Tenfold efficiency improvement of x-ray radioluminescent batteries basing on GAGG:Ce single crystal scintillators

Low energy conversion efficiency and low output power are the major limiting factors of isotope batteries as miniature power supplies for the broad applications, such as micro-electromechanical systems and aerospace electronics. In this work, highly efficient x-ray radioluminescent batteries are demonstrated based on single-crystal scintillators and spectra-matched photovoltaic batteries. X-ray sources are chosen to reduce the backscattering loss, and cerium doped Gd3Al2Ga3O12 (GAGG:Ce) single-crystal scintillators are adopted to improve the radioluminescence efficiency and light coupling efficiency, for their high x-ray absorption ability and high light-yield.

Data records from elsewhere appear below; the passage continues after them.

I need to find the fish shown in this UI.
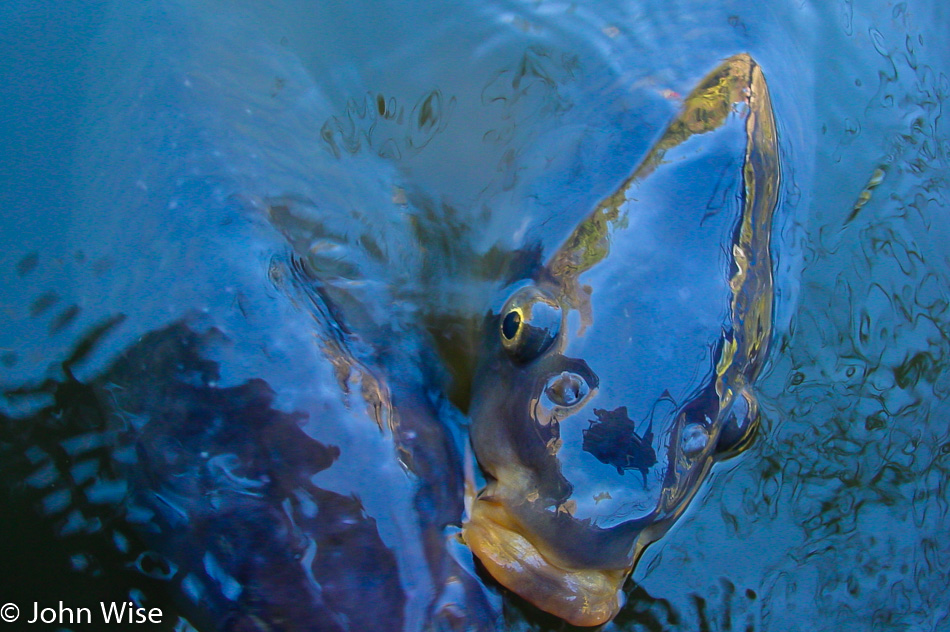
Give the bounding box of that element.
[463,54,781,626]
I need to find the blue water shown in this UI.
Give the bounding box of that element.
[0,0,950,631]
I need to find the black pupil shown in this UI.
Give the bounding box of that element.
[501,311,521,340]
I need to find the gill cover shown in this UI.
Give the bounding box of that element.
[464,54,779,625]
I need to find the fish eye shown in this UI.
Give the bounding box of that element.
[500,286,561,363]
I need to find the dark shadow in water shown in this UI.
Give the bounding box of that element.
[0,318,405,631]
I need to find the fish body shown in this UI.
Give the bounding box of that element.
[0,2,491,631]
[465,55,780,625]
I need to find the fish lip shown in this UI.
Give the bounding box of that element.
[463,496,629,626]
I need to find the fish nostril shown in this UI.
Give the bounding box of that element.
[544,371,590,406]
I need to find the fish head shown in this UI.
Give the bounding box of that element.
[465,55,778,625]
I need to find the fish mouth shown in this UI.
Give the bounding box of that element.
[463,495,626,626]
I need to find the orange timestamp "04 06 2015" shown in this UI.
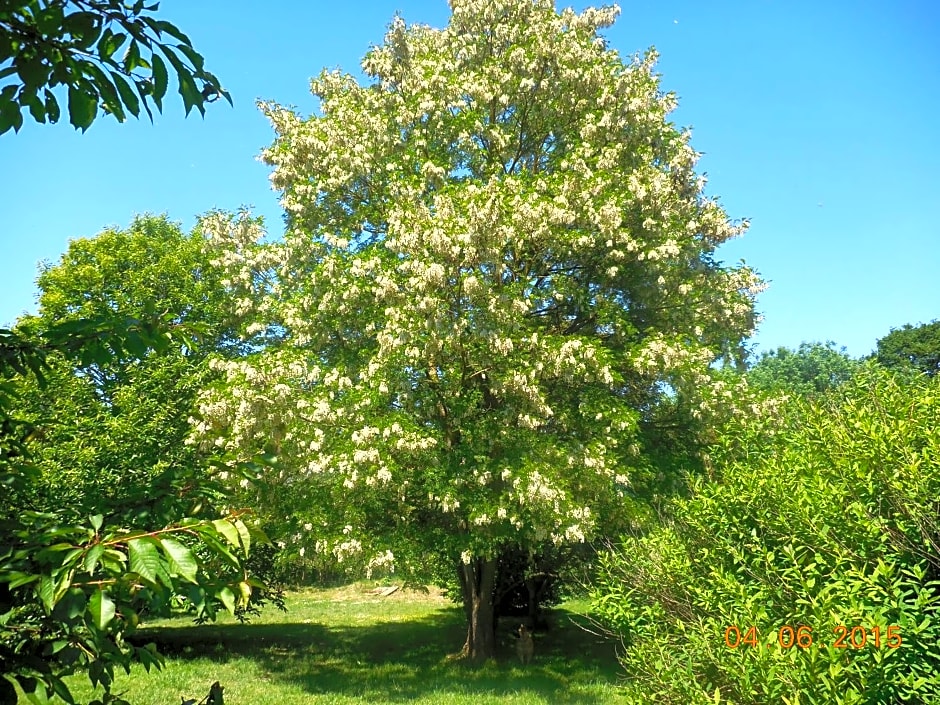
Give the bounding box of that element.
[725,624,902,649]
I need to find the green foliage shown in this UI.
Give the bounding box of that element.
[60,583,624,705]
[595,367,940,705]
[747,341,859,397]
[0,228,278,702]
[9,216,239,528]
[0,0,232,134]
[873,321,940,376]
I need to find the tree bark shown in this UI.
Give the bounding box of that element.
[459,558,496,661]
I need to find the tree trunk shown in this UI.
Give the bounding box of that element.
[459,558,496,661]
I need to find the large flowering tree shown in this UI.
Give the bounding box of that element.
[197,0,759,658]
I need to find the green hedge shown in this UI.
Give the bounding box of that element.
[595,367,940,705]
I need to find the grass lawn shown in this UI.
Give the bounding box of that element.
[40,584,634,705]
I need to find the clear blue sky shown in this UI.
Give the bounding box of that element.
[0,0,940,355]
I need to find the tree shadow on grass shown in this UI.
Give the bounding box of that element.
[129,607,621,705]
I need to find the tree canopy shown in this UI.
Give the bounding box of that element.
[747,341,859,397]
[197,0,760,657]
[0,0,232,134]
[874,321,940,376]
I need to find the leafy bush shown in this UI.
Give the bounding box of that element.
[0,320,279,703]
[595,367,940,705]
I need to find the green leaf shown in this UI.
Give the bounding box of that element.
[178,73,206,115]
[97,28,127,64]
[69,86,98,132]
[88,590,115,631]
[6,571,41,590]
[177,44,205,73]
[87,64,126,122]
[63,12,101,49]
[151,53,169,110]
[13,56,50,92]
[215,587,235,614]
[123,40,144,74]
[39,575,55,612]
[111,72,143,117]
[83,543,104,575]
[212,519,241,548]
[160,537,199,583]
[127,537,170,586]
[0,99,23,135]
[144,17,192,44]
[233,519,251,556]
[20,93,46,123]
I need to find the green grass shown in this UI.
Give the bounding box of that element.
[40,585,633,705]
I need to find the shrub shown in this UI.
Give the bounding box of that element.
[595,367,940,705]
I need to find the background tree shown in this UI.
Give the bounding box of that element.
[747,341,859,397]
[874,321,940,376]
[0,216,277,702]
[0,0,232,134]
[595,365,940,705]
[0,319,266,703]
[197,0,758,658]
[11,216,239,526]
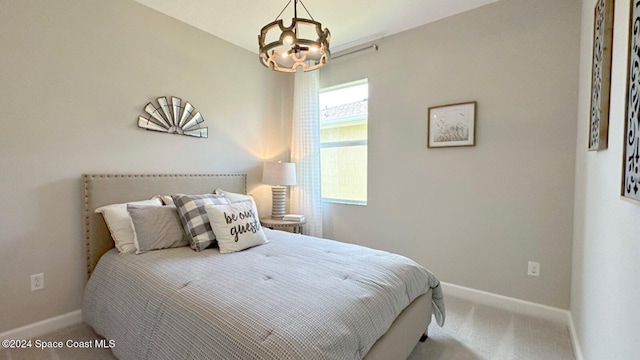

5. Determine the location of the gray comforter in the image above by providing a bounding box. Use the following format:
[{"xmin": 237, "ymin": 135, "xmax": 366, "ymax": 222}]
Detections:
[{"xmin": 83, "ymin": 229, "xmax": 444, "ymax": 360}]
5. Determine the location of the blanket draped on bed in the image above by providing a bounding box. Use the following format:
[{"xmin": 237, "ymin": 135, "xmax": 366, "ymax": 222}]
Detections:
[{"xmin": 83, "ymin": 229, "xmax": 444, "ymax": 360}]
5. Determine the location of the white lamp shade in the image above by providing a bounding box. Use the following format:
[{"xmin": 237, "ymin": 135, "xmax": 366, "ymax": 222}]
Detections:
[{"xmin": 262, "ymin": 162, "xmax": 296, "ymax": 186}]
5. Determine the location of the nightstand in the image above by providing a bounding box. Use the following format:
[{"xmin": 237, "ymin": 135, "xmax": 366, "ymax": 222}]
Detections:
[{"xmin": 260, "ymin": 218, "xmax": 307, "ymax": 234}]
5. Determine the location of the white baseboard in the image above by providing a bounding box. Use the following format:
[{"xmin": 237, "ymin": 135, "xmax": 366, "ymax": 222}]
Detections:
[
  {"xmin": 568, "ymin": 312, "xmax": 584, "ymax": 360},
  {"xmin": 440, "ymin": 281, "xmax": 583, "ymax": 360},
  {"xmin": 0, "ymin": 310, "xmax": 82, "ymax": 340}
]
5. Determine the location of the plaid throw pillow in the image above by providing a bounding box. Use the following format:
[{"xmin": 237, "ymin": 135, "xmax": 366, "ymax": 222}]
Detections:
[{"xmin": 171, "ymin": 194, "xmax": 229, "ymax": 251}]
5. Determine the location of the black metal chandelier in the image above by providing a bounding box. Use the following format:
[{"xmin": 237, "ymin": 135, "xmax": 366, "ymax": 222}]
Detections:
[{"xmin": 258, "ymin": 0, "xmax": 331, "ymax": 72}]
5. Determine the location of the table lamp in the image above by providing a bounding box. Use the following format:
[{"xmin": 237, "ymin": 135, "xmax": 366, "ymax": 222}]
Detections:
[{"xmin": 262, "ymin": 162, "xmax": 296, "ymax": 220}]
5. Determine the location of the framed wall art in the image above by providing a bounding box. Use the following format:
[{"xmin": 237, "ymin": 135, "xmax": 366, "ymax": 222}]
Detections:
[
  {"xmin": 427, "ymin": 101, "xmax": 476, "ymax": 148},
  {"xmin": 621, "ymin": 1, "xmax": 640, "ymax": 201},
  {"xmin": 589, "ymin": 0, "xmax": 614, "ymax": 151}
]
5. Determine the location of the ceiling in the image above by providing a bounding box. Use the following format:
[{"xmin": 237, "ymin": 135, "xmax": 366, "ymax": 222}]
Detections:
[{"xmin": 135, "ymin": 0, "xmax": 498, "ymax": 53}]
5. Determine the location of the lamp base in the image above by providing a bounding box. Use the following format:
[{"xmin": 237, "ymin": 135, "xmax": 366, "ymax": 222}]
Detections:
[{"xmin": 271, "ymin": 186, "xmax": 287, "ymax": 220}]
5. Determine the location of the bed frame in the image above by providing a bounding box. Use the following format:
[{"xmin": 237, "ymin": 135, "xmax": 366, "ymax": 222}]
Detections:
[{"xmin": 83, "ymin": 174, "xmax": 431, "ymax": 360}]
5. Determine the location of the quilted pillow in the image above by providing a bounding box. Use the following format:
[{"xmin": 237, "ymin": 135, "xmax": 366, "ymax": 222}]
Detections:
[
  {"xmin": 205, "ymin": 200, "xmax": 267, "ymax": 254},
  {"xmin": 171, "ymin": 194, "xmax": 229, "ymax": 251},
  {"xmin": 127, "ymin": 204, "xmax": 189, "ymax": 254},
  {"xmin": 96, "ymin": 199, "xmax": 162, "ymax": 253}
]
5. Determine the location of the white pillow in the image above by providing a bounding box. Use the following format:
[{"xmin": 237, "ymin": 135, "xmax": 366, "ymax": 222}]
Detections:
[
  {"xmin": 96, "ymin": 199, "xmax": 162, "ymax": 253},
  {"xmin": 204, "ymin": 200, "xmax": 267, "ymax": 254}
]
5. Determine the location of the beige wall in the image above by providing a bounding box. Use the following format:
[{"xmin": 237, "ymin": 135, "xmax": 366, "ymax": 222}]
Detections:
[
  {"xmin": 571, "ymin": 0, "xmax": 640, "ymax": 359},
  {"xmin": 0, "ymin": 0, "xmax": 291, "ymax": 333},
  {"xmin": 321, "ymin": 0, "xmax": 580, "ymax": 309}
]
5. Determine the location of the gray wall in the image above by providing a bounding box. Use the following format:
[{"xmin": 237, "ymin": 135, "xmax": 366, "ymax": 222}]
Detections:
[
  {"xmin": 0, "ymin": 0, "xmax": 291, "ymax": 332},
  {"xmin": 321, "ymin": 0, "xmax": 580, "ymax": 309},
  {"xmin": 571, "ymin": 0, "xmax": 640, "ymax": 359}
]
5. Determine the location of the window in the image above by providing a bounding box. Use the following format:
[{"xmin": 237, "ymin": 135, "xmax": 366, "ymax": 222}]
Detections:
[{"xmin": 320, "ymin": 79, "xmax": 369, "ymax": 205}]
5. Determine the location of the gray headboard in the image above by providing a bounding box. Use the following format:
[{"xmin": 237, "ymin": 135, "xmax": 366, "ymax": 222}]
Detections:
[{"xmin": 82, "ymin": 174, "xmax": 247, "ymax": 279}]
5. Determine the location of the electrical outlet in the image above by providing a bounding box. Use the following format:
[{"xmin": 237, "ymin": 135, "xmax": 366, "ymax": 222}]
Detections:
[
  {"xmin": 527, "ymin": 261, "xmax": 540, "ymax": 276},
  {"xmin": 31, "ymin": 273, "xmax": 44, "ymax": 291}
]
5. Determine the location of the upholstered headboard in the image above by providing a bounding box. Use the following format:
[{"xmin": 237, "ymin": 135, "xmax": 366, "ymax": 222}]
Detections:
[{"xmin": 83, "ymin": 174, "xmax": 247, "ymax": 279}]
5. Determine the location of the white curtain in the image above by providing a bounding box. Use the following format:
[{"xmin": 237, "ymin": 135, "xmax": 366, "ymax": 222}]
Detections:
[{"xmin": 290, "ymin": 71, "xmax": 322, "ymax": 237}]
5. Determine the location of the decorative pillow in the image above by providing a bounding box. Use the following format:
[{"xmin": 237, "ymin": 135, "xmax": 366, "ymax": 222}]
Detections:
[
  {"xmin": 214, "ymin": 188, "xmax": 253, "ymax": 203},
  {"xmin": 127, "ymin": 204, "xmax": 189, "ymax": 254},
  {"xmin": 96, "ymin": 199, "xmax": 162, "ymax": 253},
  {"xmin": 205, "ymin": 200, "xmax": 267, "ymax": 254},
  {"xmin": 171, "ymin": 194, "xmax": 229, "ymax": 251}
]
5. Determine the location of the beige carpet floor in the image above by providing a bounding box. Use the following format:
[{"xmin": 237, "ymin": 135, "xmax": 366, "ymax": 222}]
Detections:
[{"xmin": 0, "ymin": 297, "xmax": 574, "ymax": 360}]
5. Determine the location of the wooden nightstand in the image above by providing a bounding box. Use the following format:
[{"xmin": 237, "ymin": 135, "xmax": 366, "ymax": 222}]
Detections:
[{"xmin": 260, "ymin": 218, "xmax": 307, "ymax": 234}]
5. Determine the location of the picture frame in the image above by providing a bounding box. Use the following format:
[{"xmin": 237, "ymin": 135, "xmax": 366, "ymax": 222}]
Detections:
[
  {"xmin": 427, "ymin": 101, "xmax": 477, "ymax": 148},
  {"xmin": 620, "ymin": 1, "xmax": 640, "ymax": 204},
  {"xmin": 588, "ymin": 0, "xmax": 614, "ymax": 151}
]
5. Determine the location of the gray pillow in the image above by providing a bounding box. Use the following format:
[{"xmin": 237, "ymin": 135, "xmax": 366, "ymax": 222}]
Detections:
[
  {"xmin": 127, "ymin": 205, "xmax": 189, "ymax": 254},
  {"xmin": 171, "ymin": 194, "xmax": 229, "ymax": 251}
]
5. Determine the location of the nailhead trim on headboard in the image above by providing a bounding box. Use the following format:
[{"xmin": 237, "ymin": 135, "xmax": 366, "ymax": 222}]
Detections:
[{"xmin": 82, "ymin": 174, "xmax": 247, "ymax": 279}]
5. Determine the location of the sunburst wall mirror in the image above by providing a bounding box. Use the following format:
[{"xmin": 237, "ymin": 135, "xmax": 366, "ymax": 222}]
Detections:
[{"xmin": 138, "ymin": 96, "xmax": 209, "ymax": 138}]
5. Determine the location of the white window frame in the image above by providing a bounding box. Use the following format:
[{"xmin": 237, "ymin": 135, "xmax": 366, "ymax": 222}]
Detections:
[{"xmin": 320, "ymin": 79, "xmax": 369, "ymax": 206}]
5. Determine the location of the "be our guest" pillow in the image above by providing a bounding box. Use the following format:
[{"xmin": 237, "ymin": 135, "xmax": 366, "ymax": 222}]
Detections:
[{"xmin": 205, "ymin": 199, "xmax": 267, "ymax": 254}]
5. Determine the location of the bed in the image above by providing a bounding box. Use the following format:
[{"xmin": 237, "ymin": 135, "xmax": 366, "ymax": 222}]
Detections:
[{"xmin": 83, "ymin": 174, "xmax": 444, "ymax": 360}]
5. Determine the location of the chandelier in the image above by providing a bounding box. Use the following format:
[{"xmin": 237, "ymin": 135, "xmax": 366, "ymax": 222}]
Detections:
[{"xmin": 258, "ymin": 0, "xmax": 331, "ymax": 72}]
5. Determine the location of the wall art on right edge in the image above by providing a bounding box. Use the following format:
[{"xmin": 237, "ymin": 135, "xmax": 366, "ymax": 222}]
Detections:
[
  {"xmin": 621, "ymin": 1, "xmax": 640, "ymax": 201},
  {"xmin": 427, "ymin": 101, "xmax": 476, "ymax": 148},
  {"xmin": 589, "ymin": 0, "xmax": 614, "ymax": 150}
]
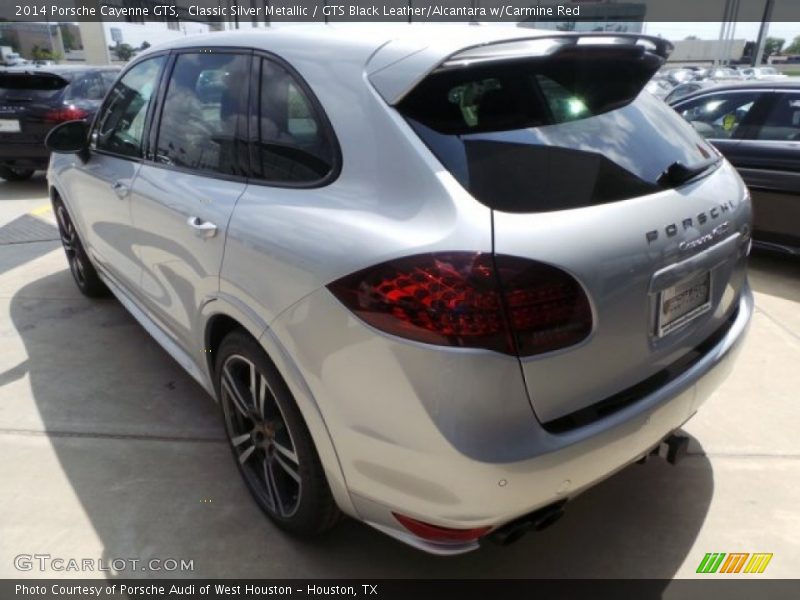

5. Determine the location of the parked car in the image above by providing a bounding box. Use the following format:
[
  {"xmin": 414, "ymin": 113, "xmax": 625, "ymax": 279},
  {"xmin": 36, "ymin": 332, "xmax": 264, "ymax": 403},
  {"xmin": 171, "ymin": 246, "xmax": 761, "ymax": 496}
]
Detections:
[
  {"xmin": 0, "ymin": 66, "xmax": 119, "ymax": 181},
  {"xmin": 739, "ymin": 67, "xmax": 787, "ymax": 80},
  {"xmin": 706, "ymin": 67, "xmax": 744, "ymax": 81},
  {"xmin": 664, "ymin": 79, "xmax": 719, "ymax": 104},
  {"xmin": 48, "ymin": 24, "xmax": 753, "ymax": 554},
  {"xmin": 673, "ymin": 81, "xmax": 800, "ymax": 254},
  {"xmin": 0, "ymin": 46, "xmax": 26, "ymax": 67},
  {"xmin": 659, "ymin": 67, "xmax": 697, "ymax": 85}
]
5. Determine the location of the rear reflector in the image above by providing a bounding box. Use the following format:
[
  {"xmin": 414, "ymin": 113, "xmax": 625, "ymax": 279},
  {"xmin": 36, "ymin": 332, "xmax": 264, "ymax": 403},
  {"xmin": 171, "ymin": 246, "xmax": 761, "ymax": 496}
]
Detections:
[
  {"xmin": 392, "ymin": 513, "xmax": 491, "ymax": 544},
  {"xmin": 328, "ymin": 252, "xmax": 592, "ymax": 356},
  {"xmin": 44, "ymin": 106, "xmax": 89, "ymax": 123}
]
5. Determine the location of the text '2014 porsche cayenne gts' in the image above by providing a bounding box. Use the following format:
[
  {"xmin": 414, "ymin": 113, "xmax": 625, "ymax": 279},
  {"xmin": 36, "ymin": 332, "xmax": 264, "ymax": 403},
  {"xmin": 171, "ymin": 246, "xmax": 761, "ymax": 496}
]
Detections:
[{"xmin": 48, "ymin": 25, "xmax": 753, "ymax": 554}]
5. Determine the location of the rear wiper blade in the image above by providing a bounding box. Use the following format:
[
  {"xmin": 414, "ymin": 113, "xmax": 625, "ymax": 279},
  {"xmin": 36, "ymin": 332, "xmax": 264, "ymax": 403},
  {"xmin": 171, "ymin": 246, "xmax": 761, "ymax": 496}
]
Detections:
[{"xmin": 657, "ymin": 156, "xmax": 722, "ymax": 187}]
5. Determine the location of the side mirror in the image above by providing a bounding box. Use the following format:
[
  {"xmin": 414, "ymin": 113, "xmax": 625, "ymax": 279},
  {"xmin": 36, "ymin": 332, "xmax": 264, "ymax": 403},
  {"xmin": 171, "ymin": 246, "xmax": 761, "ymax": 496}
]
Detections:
[{"xmin": 44, "ymin": 121, "xmax": 89, "ymax": 154}]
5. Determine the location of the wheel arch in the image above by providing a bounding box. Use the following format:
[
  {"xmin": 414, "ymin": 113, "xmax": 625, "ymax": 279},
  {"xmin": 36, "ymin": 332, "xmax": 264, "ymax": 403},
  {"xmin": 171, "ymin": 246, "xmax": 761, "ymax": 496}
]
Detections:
[{"xmin": 203, "ymin": 298, "xmax": 358, "ymax": 518}]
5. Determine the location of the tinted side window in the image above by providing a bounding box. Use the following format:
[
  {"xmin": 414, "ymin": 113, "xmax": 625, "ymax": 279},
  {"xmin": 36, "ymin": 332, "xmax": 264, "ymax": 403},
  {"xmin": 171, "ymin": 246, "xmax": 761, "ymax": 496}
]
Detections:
[
  {"xmin": 677, "ymin": 92, "xmax": 760, "ymax": 140},
  {"xmin": 68, "ymin": 73, "xmax": 108, "ymax": 100},
  {"xmin": 398, "ymin": 56, "xmax": 716, "ymax": 212},
  {"xmin": 95, "ymin": 56, "xmax": 166, "ymax": 157},
  {"xmin": 757, "ymin": 94, "xmax": 800, "ymax": 141},
  {"xmin": 156, "ymin": 53, "xmax": 250, "ymax": 175},
  {"xmin": 254, "ymin": 59, "xmax": 334, "ymax": 183}
]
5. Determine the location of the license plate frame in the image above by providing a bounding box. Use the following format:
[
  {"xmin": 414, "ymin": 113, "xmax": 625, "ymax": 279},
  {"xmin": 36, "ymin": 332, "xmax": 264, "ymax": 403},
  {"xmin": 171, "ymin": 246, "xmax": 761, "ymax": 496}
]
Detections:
[
  {"xmin": 0, "ymin": 119, "xmax": 22, "ymax": 133},
  {"xmin": 656, "ymin": 271, "xmax": 711, "ymax": 338}
]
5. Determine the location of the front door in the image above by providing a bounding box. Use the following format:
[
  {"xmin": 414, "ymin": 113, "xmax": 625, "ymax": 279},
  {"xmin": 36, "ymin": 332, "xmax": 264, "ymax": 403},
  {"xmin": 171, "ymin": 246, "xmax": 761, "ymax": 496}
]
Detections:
[{"xmin": 131, "ymin": 50, "xmax": 251, "ymax": 352}]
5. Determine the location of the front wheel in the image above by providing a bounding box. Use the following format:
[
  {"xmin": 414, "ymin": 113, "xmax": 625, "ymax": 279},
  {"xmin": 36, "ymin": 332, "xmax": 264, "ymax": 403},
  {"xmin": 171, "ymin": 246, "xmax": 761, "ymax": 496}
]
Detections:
[
  {"xmin": 215, "ymin": 331, "xmax": 340, "ymax": 536},
  {"xmin": 0, "ymin": 167, "xmax": 35, "ymax": 181},
  {"xmin": 54, "ymin": 200, "xmax": 108, "ymax": 298}
]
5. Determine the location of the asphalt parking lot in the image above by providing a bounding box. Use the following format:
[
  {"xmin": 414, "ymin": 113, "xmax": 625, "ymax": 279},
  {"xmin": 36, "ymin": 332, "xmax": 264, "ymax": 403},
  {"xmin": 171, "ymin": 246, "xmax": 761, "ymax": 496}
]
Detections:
[{"xmin": 0, "ymin": 176, "xmax": 800, "ymax": 578}]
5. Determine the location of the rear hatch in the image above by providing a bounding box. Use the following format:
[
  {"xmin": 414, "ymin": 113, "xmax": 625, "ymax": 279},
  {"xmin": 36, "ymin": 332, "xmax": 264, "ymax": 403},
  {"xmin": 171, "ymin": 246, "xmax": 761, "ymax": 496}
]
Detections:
[
  {"xmin": 397, "ymin": 36, "xmax": 750, "ymax": 431},
  {"xmin": 0, "ymin": 71, "xmax": 69, "ymax": 146}
]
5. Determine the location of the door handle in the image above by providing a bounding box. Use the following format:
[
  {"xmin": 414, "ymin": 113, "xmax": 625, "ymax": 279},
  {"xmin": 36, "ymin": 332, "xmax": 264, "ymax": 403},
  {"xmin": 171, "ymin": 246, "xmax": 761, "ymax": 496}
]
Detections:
[
  {"xmin": 111, "ymin": 181, "xmax": 130, "ymax": 199},
  {"xmin": 187, "ymin": 217, "xmax": 217, "ymax": 238}
]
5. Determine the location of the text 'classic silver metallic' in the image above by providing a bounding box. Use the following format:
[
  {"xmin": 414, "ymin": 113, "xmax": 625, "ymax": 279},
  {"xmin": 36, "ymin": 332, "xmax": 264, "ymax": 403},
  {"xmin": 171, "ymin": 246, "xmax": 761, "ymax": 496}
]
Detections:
[{"xmin": 48, "ymin": 25, "xmax": 753, "ymax": 554}]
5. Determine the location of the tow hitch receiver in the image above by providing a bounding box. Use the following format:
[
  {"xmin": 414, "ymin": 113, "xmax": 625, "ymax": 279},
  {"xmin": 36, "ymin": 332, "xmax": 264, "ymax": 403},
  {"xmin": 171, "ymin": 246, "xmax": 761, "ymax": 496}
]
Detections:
[{"xmin": 636, "ymin": 433, "xmax": 689, "ymax": 465}]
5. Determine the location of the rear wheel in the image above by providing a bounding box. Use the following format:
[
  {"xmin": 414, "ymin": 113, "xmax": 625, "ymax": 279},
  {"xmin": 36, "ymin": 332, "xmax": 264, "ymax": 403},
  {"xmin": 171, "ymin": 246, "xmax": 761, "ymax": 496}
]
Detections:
[
  {"xmin": 0, "ymin": 167, "xmax": 35, "ymax": 181},
  {"xmin": 215, "ymin": 331, "xmax": 340, "ymax": 536},
  {"xmin": 54, "ymin": 201, "xmax": 108, "ymax": 298}
]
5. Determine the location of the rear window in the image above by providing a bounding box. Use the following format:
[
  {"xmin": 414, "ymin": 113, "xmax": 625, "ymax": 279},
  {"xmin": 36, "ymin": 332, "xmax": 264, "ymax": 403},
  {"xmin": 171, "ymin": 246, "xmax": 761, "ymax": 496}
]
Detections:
[
  {"xmin": 398, "ymin": 56, "xmax": 717, "ymax": 212},
  {"xmin": 0, "ymin": 73, "xmax": 69, "ymax": 101}
]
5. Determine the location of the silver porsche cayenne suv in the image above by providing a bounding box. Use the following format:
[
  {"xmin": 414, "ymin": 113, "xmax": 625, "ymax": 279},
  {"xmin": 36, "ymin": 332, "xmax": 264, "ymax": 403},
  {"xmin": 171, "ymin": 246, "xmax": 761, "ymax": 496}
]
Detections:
[{"xmin": 48, "ymin": 25, "xmax": 753, "ymax": 554}]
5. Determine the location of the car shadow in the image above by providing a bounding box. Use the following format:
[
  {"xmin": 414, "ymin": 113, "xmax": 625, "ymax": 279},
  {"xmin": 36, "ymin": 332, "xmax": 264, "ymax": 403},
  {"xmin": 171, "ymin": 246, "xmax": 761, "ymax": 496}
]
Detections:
[
  {"xmin": 0, "ymin": 171, "xmax": 47, "ymax": 202},
  {"xmin": 9, "ymin": 270, "xmax": 714, "ymax": 579}
]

The bandgap of photovoltaic battery is also optimized to match the luminescence spectrum of GAGG:Ce to maximize the photovoltaic efficiency. An optimal radioluminescent battery is achieved with an output power of 13.4 μW/cm2 and a conversion efficiency of 1.28%, which is a 10.7-times improvement in the previous best reports (0.12%). This exciting progress indicates the promising potential of radioluminescent batteries in broad applications and will inspire the further exploration for the research community of radioisotope batteries.